Una operación conjunta de la Guardia Civil, la Policía Nacional y la Agencia Tributaria ha permitido desarticular tres organizaciones criminales interconectadas, vinculadas al Balkan Cartel, dedicadas a la introducción en España de grandes alijos de cocaína procedente de Colombia mediante el asalto a buques portacontenedores.
La operación se ha saldado con la detención de 30 personas, la realización de 19 entradas y registros y la incautación de 2.475 kilogramos de cocaína, además de armas de guerra, dinero en efectivo, vehículos de alta gama y abundante material logístico utilizado en las operaciones de rescate de la droga.
Una red criminal internacional altamente organizada
La investigación se inició en octubre de 2024, tras la intervención de 88 kilos de cocaína ocultos en un vehículo en la localidad malagueña de Mijas. A partir de ese momento, los investigadores detectaron la existencia de tres estructuras criminales perfectamente coordinadas.
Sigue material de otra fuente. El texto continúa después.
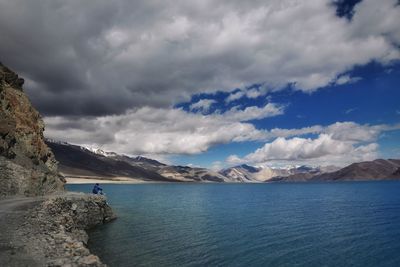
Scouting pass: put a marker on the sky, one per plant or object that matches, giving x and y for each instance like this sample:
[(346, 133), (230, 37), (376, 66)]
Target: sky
[(213, 83)]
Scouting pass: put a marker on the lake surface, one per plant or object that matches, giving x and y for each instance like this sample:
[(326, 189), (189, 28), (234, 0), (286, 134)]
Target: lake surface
[(281, 224)]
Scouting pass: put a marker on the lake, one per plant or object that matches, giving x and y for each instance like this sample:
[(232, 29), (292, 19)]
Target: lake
[(279, 224)]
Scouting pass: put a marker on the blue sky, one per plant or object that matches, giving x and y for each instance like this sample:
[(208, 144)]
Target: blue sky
[(213, 83), (373, 99)]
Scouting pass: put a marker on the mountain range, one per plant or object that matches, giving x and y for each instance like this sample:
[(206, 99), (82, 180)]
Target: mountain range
[(81, 162)]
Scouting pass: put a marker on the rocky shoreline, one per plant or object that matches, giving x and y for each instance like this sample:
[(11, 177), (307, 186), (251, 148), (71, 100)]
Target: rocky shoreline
[(53, 232)]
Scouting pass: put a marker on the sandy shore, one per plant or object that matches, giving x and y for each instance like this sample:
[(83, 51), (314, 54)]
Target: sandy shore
[(93, 179)]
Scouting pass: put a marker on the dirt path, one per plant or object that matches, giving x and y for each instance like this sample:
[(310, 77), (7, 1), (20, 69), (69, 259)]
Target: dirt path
[(12, 213)]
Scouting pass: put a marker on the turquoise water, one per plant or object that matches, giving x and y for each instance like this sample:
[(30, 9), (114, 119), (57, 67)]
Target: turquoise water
[(286, 224)]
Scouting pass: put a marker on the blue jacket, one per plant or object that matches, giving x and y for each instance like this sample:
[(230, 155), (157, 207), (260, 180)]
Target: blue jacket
[(96, 189)]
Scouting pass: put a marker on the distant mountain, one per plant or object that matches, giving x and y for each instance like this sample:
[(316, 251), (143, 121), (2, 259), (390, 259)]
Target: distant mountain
[(77, 161), (246, 173), (379, 169)]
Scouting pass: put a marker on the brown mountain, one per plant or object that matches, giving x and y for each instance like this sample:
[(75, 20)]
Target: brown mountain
[(27, 166), (79, 161), (379, 169)]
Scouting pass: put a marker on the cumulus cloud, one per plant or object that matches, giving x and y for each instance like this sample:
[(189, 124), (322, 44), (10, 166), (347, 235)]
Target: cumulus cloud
[(324, 149), (161, 131), (339, 143), (203, 105), (251, 93), (101, 57), (346, 79)]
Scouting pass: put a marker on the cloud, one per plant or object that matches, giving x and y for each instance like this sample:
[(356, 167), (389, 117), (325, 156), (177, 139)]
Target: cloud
[(96, 58), (324, 149), (203, 105), (350, 110), (346, 79), (339, 144), (251, 93), (150, 130)]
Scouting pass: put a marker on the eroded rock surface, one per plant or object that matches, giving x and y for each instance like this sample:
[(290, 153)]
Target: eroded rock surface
[(54, 232), (27, 165)]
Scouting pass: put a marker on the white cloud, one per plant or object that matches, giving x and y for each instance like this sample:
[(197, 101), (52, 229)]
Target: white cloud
[(323, 149), (336, 144), (152, 53), (161, 131), (254, 113), (251, 93), (203, 105), (345, 79)]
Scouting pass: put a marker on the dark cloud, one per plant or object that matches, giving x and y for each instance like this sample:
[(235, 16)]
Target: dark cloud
[(105, 57)]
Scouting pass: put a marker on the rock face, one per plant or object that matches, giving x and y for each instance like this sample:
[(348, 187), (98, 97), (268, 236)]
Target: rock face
[(27, 165), (56, 234)]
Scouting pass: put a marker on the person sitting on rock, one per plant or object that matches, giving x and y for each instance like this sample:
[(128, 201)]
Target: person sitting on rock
[(97, 189)]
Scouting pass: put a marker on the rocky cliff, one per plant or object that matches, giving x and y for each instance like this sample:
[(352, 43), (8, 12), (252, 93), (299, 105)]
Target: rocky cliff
[(27, 165)]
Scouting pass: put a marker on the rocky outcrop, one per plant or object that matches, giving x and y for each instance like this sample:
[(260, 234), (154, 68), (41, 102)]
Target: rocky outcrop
[(54, 233), (27, 165)]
Una de ellas, vinculada directamente al Balkan Cartel, era la propietaria de la sustancia estupefaciente. Otra, integrada por ciudadanos de origen colombiano, se encargaba de introducir la droga en los contenedores marítimos en origen. La tercera organización, asentada en el Campo de Gibraltar, proporcionaba apoyo logístico y medios náuticos para el rescate de la mercancía en aguas cercanas a España.
Técnicas sofisticadas: “micos” y drop off
Para introducir la cocaína en los buques portacontenedores, la red utilizaba la técnica de los “micos” o trepadores, que consiste en emplear a jóvenes nadadores para adherir la droga a los barcos en alta mar. Posteriormente, miembros de la organización se desplazaban a España con el objetivo de interceptar los buques antes de su llegada al Estrecho de Gibraltar.
En otras ocasiones empleaban el método “drop off”, que consiste en arrojar los fardos de cocaína al mar desde el mercante, para que fueran recogidos por embarcaciones rápidas próximas a la costa. Estas operaciones se realizaban con tácticas propias de grupos paramilitares, llegando a utilizar armas largas y armamento de guerra para someter a las tripulaciones.
Asaltos frustrados y rescates consumados
Durante el desarrollo de la investigación se produjeron varios intentos de rescate. A mediados de 2025, un buque con destino al Puerto de Cádiz alertó al Servicio de Salvamento Marítimo de la presencia de polizones armados a bordo, lo que permitió la incautación de 1.355 kilos de cocaína ocultos en un contenedor. Los responsables lograron huir y regresar a su país de origen.
Poco después, otro mercante que navegaba por aguas portuguesas fue asaltado por individuos armados que consiguieron descargar parte del alijo, logrando en esta ocasión el rescate de la droga.
Registros, incautaciones y bloqueo de bienes
El avance de las pesquisas permitió localizar las guarderías donde se almacenaba la cocaína una vez introducida en territorio nacional. En los 19 registros practicados se intervinieron 1.032 kilos adicionales de cocaína, más de 166.000 euros en efectivo, joyas y relojes valorados en 100.000 euros, ocho vehículos de alta gama, 215 garrafas de gasolina, material náutico, escaleras para el abordaje de buques y dispositivos de geolocalización.
Asimismo, se procedió al bloqueo de activos inmobiliarios valorados en casi cinco millones de euros y de cuatro monederos virtuales de criptomonedas, utilizados presuntamente para el blanqueo de capitales.
Las diligencias han sido puestas a disposición de la autoridad judicial, que continúa con la investigación para determinar el alcance total de la red y sus conexiones internacionales.